After that, we can start playing with the objects:

>>> response.xpath('//title/text()').extract_first()
u'Scrapy | A Fast and Powerful Scraping and Web Crawling Framework'

>>> fetch("http://reddit.com")
[s] Available Scrapy objects:
[s]   crawler    <scrapy.crawler.Crawler object at 0x7fb3ed9c9c90>
[s]   item       {}
[s]   request    <GET http://reddit.com>
[s]   response   <200 https://www.reddit.com/>
[s]   settings   <scrapy.settings.Settings object at 0x7fb3ed9c9c10>
[s]   spider     <DefaultSpider 'default' at 0x7fb3ecdd3390>
[s] Useful shortcuts:
[s]   shelp()           Shell help (print this help)
[s]   fetch(req_or_url) Fetch request (or URL) and update local objects
[s]   view(response)    View response in a browser

>>> response.xpath('//title/text()').extract()
[u'reddit: the front page of the internet']

>>> request = request.replace(method="POST")

>>> fetch(request)
[s] Available Scrapy objects:
[s]   crawler    <scrapy.crawler.Crawler object at 0x1e16b50>
...

>>>

在spider中启动shell来查看response

Sometimes you want to inspect the responses that are being processed in a certain point of your spider, if only to check that response you expect is getting there.

This can be achieved by using the scrapy.shell.inspect_response function.

以下是如何在spider中调用该函数的例子:

import scrapy


class MySpider(scrapy.Spider):
    name = "myspider"
    start_urls = [
        "http://example.com",
        "http://example.org",
        "http://example.net",
    ]

    def parse(self, response):
        # We want to inspect one specific response.
        if ".org" in response.url:
            from scrapy.shell import inspect_response
            inspect_response(response, self)
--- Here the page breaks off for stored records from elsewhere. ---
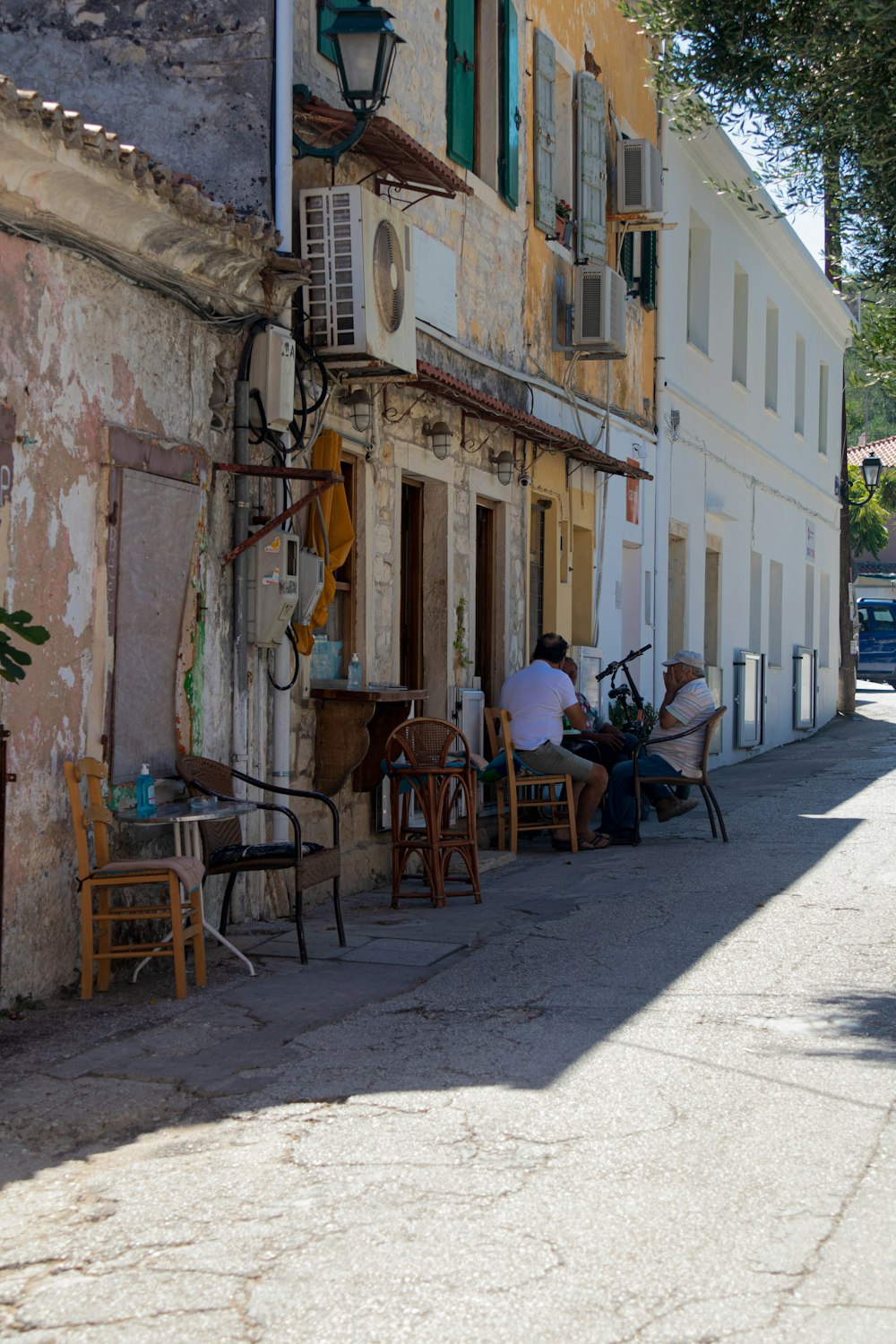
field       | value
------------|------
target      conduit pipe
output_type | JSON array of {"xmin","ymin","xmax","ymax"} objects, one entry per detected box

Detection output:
[{"xmin": 269, "ymin": 0, "xmax": 296, "ymax": 840}]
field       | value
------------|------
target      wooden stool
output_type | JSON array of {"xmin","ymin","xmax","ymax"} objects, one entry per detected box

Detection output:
[{"xmin": 385, "ymin": 719, "xmax": 482, "ymax": 910}]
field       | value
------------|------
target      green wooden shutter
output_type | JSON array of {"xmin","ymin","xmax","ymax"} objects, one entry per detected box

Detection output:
[
  {"xmin": 498, "ymin": 0, "xmax": 522, "ymax": 210},
  {"xmin": 641, "ymin": 233, "xmax": 657, "ymax": 309},
  {"xmin": 535, "ymin": 29, "xmax": 557, "ymax": 234},
  {"xmin": 317, "ymin": 0, "xmax": 358, "ymax": 65},
  {"xmin": 619, "ymin": 234, "xmax": 634, "ymax": 293},
  {"xmin": 447, "ymin": 0, "xmax": 476, "ymax": 168},
  {"xmin": 576, "ymin": 72, "xmax": 607, "ymax": 263}
]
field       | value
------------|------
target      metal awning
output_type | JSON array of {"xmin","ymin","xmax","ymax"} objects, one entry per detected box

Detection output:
[
  {"xmin": 417, "ymin": 359, "xmax": 653, "ymax": 481},
  {"xmin": 293, "ymin": 99, "xmax": 473, "ymax": 199}
]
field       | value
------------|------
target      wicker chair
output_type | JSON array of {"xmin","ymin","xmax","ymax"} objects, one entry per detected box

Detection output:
[
  {"xmin": 633, "ymin": 704, "xmax": 728, "ymax": 844},
  {"xmin": 485, "ymin": 709, "xmax": 579, "ymax": 854},
  {"xmin": 177, "ymin": 755, "xmax": 345, "ymax": 965},
  {"xmin": 385, "ymin": 719, "xmax": 482, "ymax": 909},
  {"xmin": 63, "ymin": 757, "xmax": 205, "ymax": 999}
]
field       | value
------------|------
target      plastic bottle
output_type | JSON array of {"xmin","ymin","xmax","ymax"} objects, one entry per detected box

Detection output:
[
  {"xmin": 137, "ymin": 762, "xmax": 156, "ymax": 817},
  {"xmin": 347, "ymin": 653, "xmax": 361, "ymax": 691}
]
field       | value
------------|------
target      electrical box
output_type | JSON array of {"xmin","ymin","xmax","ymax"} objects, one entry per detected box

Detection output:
[
  {"xmin": 246, "ymin": 531, "xmax": 299, "ymax": 650},
  {"xmin": 248, "ymin": 327, "xmax": 296, "ymax": 430}
]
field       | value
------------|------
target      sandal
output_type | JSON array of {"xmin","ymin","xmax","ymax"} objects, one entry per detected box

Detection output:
[{"xmin": 579, "ymin": 831, "xmax": 613, "ymax": 849}]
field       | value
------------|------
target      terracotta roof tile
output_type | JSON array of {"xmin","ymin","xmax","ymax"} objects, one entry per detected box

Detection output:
[
  {"xmin": 0, "ymin": 75, "xmax": 278, "ymax": 247},
  {"xmin": 847, "ymin": 435, "xmax": 896, "ymax": 467}
]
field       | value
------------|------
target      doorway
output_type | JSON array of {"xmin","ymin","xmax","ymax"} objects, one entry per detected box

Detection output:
[
  {"xmin": 473, "ymin": 504, "xmax": 495, "ymax": 704},
  {"xmin": 399, "ymin": 481, "xmax": 426, "ymax": 691}
]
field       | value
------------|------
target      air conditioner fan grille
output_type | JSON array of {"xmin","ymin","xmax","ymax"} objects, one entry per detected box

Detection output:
[{"xmin": 374, "ymin": 220, "xmax": 404, "ymax": 333}]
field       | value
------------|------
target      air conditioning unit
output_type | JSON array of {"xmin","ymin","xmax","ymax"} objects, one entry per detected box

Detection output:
[
  {"xmin": 298, "ymin": 187, "xmax": 417, "ymax": 374},
  {"xmin": 573, "ymin": 266, "xmax": 627, "ymax": 359},
  {"xmin": 616, "ymin": 140, "xmax": 662, "ymax": 215}
]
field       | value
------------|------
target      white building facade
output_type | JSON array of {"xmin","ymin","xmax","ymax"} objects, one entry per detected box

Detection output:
[{"xmin": 652, "ymin": 131, "xmax": 850, "ymax": 763}]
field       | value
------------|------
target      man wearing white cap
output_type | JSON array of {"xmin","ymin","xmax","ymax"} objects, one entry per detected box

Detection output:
[{"xmin": 603, "ymin": 650, "xmax": 716, "ymax": 844}]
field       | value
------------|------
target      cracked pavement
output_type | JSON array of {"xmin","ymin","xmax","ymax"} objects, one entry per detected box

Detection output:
[{"xmin": 0, "ymin": 688, "xmax": 896, "ymax": 1344}]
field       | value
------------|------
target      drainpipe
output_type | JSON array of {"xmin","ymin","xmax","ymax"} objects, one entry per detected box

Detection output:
[
  {"xmin": 269, "ymin": 0, "xmax": 296, "ymax": 840},
  {"xmin": 653, "ymin": 90, "xmax": 675, "ymax": 704}
]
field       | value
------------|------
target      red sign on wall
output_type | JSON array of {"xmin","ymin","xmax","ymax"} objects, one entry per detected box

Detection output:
[{"xmin": 626, "ymin": 457, "xmax": 641, "ymax": 523}]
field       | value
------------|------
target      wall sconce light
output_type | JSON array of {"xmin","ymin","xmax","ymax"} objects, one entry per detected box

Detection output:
[
  {"xmin": 422, "ymin": 421, "xmax": 452, "ymax": 462},
  {"xmin": 489, "ymin": 448, "xmax": 513, "ymax": 486},
  {"xmin": 293, "ymin": 0, "xmax": 404, "ymax": 163},
  {"xmin": 342, "ymin": 387, "xmax": 374, "ymax": 435},
  {"xmin": 840, "ymin": 457, "xmax": 884, "ymax": 508}
]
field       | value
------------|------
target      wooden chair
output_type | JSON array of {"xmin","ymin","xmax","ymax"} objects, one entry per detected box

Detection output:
[
  {"xmin": 485, "ymin": 709, "xmax": 579, "ymax": 854},
  {"xmin": 632, "ymin": 704, "xmax": 728, "ymax": 844},
  {"xmin": 63, "ymin": 757, "xmax": 205, "ymax": 999},
  {"xmin": 177, "ymin": 755, "xmax": 345, "ymax": 965},
  {"xmin": 385, "ymin": 719, "xmax": 482, "ymax": 910}
]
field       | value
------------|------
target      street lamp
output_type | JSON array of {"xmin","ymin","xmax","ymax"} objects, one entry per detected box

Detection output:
[
  {"xmin": 841, "ymin": 457, "xmax": 884, "ymax": 508},
  {"xmin": 293, "ymin": 0, "xmax": 404, "ymax": 163}
]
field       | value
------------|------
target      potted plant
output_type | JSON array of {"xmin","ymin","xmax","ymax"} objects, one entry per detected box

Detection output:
[{"xmin": 554, "ymin": 196, "xmax": 573, "ymax": 247}]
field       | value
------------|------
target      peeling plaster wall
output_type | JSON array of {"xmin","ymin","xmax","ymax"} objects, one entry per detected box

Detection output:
[
  {"xmin": 0, "ymin": 0, "xmax": 272, "ymax": 217},
  {"xmin": 0, "ymin": 236, "xmax": 234, "ymax": 997}
]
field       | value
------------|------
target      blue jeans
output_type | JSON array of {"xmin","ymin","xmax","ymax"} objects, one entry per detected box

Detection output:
[{"xmin": 603, "ymin": 754, "xmax": 684, "ymax": 831}]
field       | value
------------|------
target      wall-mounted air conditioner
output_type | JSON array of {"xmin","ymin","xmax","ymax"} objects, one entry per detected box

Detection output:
[
  {"xmin": 616, "ymin": 140, "xmax": 662, "ymax": 215},
  {"xmin": 573, "ymin": 266, "xmax": 626, "ymax": 359},
  {"xmin": 298, "ymin": 187, "xmax": 417, "ymax": 374}
]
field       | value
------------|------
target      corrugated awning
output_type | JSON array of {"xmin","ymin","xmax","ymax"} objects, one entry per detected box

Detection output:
[
  {"xmin": 293, "ymin": 99, "xmax": 473, "ymax": 198},
  {"xmin": 417, "ymin": 359, "xmax": 653, "ymax": 481}
]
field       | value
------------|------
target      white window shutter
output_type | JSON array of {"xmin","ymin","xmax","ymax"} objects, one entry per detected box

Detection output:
[
  {"xmin": 535, "ymin": 29, "xmax": 557, "ymax": 234},
  {"xmin": 576, "ymin": 72, "xmax": 607, "ymax": 263}
]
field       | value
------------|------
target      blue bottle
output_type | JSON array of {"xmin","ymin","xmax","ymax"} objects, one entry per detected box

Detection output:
[{"xmin": 137, "ymin": 762, "xmax": 156, "ymax": 817}]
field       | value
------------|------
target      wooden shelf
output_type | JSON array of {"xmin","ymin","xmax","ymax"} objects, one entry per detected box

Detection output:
[{"xmin": 310, "ymin": 682, "xmax": 428, "ymax": 797}]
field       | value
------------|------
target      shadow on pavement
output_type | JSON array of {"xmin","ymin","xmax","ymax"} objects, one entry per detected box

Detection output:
[{"xmin": 0, "ymin": 719, "xmax": 896, "ymax": 1180}]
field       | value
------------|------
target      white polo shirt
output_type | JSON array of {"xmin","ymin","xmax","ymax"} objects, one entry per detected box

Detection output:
[{"xmin": 498, "ymin": 659, "xmax": 578, "ymax": 752}]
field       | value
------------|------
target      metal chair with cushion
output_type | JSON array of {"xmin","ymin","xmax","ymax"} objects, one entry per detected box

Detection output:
[
  {"xmin": 633, "ymin": 704, "xmax": 728, "ymax": 844},
  {"xmin": 485, "ymin": 709, "xmax": 579, "ymax": 854},
  {"xmin": 63, "ymin": 757, "xmax": 205, "ymax": 999},
  {"xmin": 177, "ymin": 755, "xmax": 345, "ymax": 965},
  {"xmin": 385, "ymin": 719, "xmax": 482, "ymax": 909}
]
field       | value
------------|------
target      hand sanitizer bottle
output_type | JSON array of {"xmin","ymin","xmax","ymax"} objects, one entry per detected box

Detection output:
[{"xmin": 137, "ymin": 762, "xmax": 156, "ymax": 817}]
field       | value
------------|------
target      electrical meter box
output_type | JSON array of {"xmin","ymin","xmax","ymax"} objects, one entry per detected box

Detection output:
[
  {"xmin": 248, "ymin": 327, "xmax": 296, "ymax": 430},
  {"xmin": 247, "ymin": 531, "xmax": 323, "ymax": 650}
]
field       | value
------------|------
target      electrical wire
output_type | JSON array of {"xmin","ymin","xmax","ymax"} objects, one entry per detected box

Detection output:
[{"xmin": 267, "ymin": 623, "xmax": 299, "ymax": 691}]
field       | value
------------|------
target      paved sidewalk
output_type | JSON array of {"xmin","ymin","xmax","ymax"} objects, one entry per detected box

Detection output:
[{"xmin": 0, "ymin": 693, "xmax": 896, "ymax": 1344}]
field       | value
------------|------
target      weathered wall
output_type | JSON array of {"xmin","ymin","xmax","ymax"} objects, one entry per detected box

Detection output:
[
  {"xmin": 0, "ymin": 236, "xmax": 234, "ymax": 996},
  {"xmin": 0, "ymin": 0, "xmax": 272, "ymax": 217}
]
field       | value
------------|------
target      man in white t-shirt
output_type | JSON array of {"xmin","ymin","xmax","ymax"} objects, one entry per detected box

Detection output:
[
  {"xmin": 603, "ymin": 650, "xmax": 716, "ymax": 844},
  {"xmin": 498, "ymin": 634, "xmax": 610, "ymax": 849}
]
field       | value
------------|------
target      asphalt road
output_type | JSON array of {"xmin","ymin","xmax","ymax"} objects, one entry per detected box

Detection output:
[{"xmin": 0, "ymin": 688, "xmax": 896, "ymax": 1344}]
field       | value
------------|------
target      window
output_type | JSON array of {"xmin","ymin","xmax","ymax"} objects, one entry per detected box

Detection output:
[
  {"xmin": 688, "ymin": 211, "xmax": 711, "ymax": 355},
  {"xmin": 794, "ymin": 332, "xmax": 806, "ymax": 435},
  {"xmin": 533, "ymin": 29, "xmax": 607, "ymax": 263},
  {"xmin": 619, "ymin": 233, "xmax": 657, "ymax": 309},
  {"xmin": 818, "ymin": 363, "xmax": 828, "ymax": 456},
  {"xmin": 766, "ymin": 300, "xmax": 778, "ymax": 411},
  {"xmin": 321, "ymin": 457, "xmax": 358, "ymax": 676},
  {"xmin": 731, "ymin": 263, "xmax": 750, "ymax": 387},
  {"xmin": 447, "ymin": 0, "xmax": 518, "ymax": 207},
  {"xmin": 769, "ymin": 561, "xmax": 785, "ymax": 668}
]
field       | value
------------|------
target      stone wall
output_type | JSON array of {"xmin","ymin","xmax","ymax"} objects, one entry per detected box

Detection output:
[{"xmin": 0, "ymin": 0, "xmax": 272, "ymax": 217}]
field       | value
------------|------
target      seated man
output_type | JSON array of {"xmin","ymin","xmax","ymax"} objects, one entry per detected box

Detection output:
[
  {"xmin": 498, "ymin": 634, "xmax": 610, "ymax": 849},
  {"xmin": 603, "ymin": 650, "xmax": 716, "ymax": 844},
  {"xmin": 563, "ymin": 659, "xmax": 638, "ymax": 774}
]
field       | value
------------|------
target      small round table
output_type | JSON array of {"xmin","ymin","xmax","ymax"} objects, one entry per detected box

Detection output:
[{"xmin": 111, "ymin": 798, "xmax": 255, "ymax": 981}]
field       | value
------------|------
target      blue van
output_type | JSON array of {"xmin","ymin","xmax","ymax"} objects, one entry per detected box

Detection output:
[{"xmin": 856, "ymin": 597, "xmax": 896, "ymax": 691}]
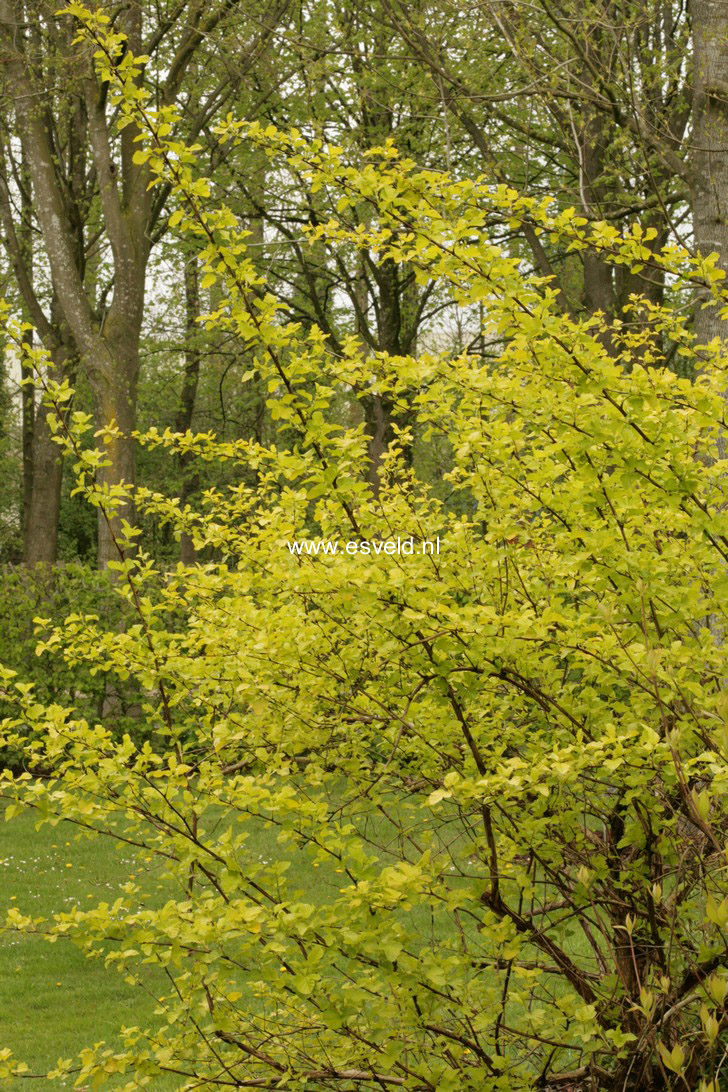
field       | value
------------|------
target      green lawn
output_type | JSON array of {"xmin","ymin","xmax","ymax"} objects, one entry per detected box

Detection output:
[{"xmin": 0, "ymin": 815, "xmax": 177, "ymax": 1089}]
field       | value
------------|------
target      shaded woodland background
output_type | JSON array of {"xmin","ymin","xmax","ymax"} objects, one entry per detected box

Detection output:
[{"xmin": 0, "ymin": 0, "xmax": 728, "ymax": 568}]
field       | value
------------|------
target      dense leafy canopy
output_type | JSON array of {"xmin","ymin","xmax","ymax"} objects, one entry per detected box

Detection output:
[{"xmin": 2, "ymin": 4, "xmax": 728, "ymax": 1092}]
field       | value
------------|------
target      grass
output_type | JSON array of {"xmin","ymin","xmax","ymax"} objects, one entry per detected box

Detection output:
[{"xmin": 0, "ymin": 815, "xmax": 178, "ymax": 1090}]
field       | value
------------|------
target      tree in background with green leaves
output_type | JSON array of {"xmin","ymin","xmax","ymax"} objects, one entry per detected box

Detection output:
[{"xmin": 2, "ymin": 12, "xmax": 728, "ymax": 1092}]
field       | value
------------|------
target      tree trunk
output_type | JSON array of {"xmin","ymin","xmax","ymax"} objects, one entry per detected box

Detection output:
[
  {"xmin": 84, "ymin": 323, "xmax": 140, "ymax": 569},
  {"xmin": 176, "ymin": 257, "xmax": 200, "ymax": 565},
  {"xmin": 691, "ymin": 0, "xmax": 728, "ymax": 345},
  {"xmin": 23, "ymin": 406, "xmax": 63, "ymax": 567}
]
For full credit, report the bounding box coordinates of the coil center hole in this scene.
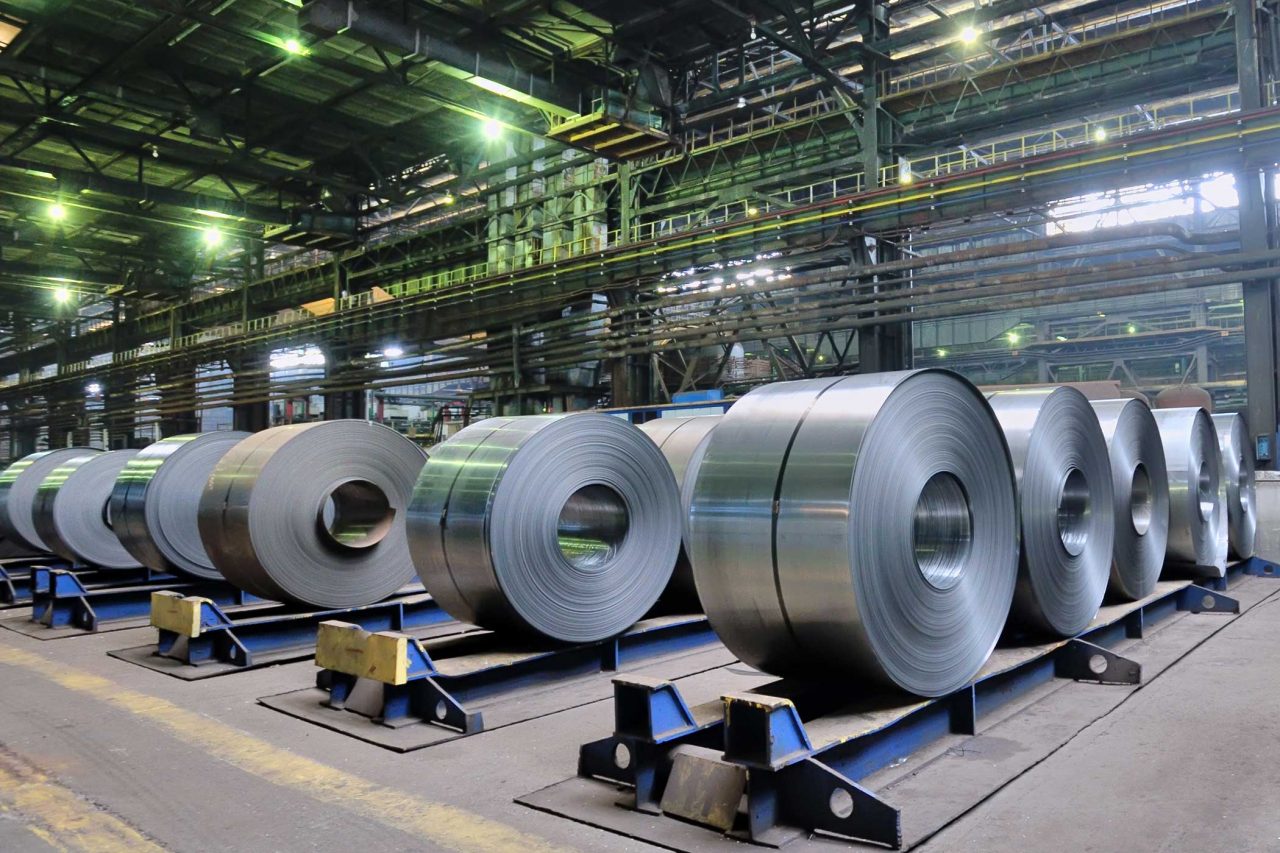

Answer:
[1129,462,1155,537]
[319,480,396,548]
[911,471,973,589]
[556,483,631,570]
[1196,462,1217,521]
[1057,467,1092,557]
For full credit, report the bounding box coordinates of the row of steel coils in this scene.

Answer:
[0,370,1256,695]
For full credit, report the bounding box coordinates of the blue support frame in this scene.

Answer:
[0,558,74,607]
[316,615,718,734]
[1201,555,1280,592]
[31,566,238,631]
[155,594,453,667]
[579,578,1233,849]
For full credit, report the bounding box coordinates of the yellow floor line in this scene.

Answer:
[0,749,164,853]
[0,646,566,853]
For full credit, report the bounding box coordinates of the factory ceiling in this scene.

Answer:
[0,0,860,318]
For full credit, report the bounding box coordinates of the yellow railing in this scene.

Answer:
[45,82,1277,387]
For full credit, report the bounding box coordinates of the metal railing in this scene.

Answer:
[35,81,1277,379]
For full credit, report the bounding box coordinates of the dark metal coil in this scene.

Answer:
[32,450,140,569]
[111,432,250,579]
[0,447,102,553]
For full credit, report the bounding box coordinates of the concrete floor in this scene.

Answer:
[0,580,1280,853]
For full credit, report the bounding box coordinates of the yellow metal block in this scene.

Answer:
[316,621,410,684]
[151,590,212,637]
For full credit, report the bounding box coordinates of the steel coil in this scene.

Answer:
[1152,409,1225,576]
[640,415,721,607]
[111,432,248,579]
[1213,415,1258,560]
[198,420,426,607]
[1093,400,1169,601]
[32,450,140,569]
[687,370,1018,695]
[991,387,1115,637]
[408,414,681,642]
[0,447,101,553]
        # Rest of parsing code.

When you run the spider, you will get something similar to this:

2014-01-23 17:48:31-0400 [scrapy] DEBUG: Crawled (200) <GET http://example.com> (referer: None)
2014-01-23 17:48:31-0400 [scrapy] DEBUG: Crawled (200) <GET http://example.org> (referer: None)
[s] Available Scrapy objects:
[s]   crawler    <scrapy.crawler.Crawler object at 0x1e16b50>
...

>>> response.url
'http://example.org'

Then, you can check if the extraction code is working:

>>> response.xpath('//h1[@class="fn"]')
[]

Nope, it doesn’t. So you can open the response in your web browser and see if it’s the response you were expecting:

>>> view(response)
True

Finally you hit Ctrl-D (or Ctrl-Z in Windows) to exit the shell and resume the crawling:

>>> ^D
2014-01-23 17:50:03-0400 [scrapy] DEBUG: Crawled (200) <GET http://example.net> (referer: None)
...

Note that you can’t use the fetch shortcut here since the Scrapy engine is blocked by the shell. However, after you leave the shell, the spider will continue crawling where it stopped, as shown above.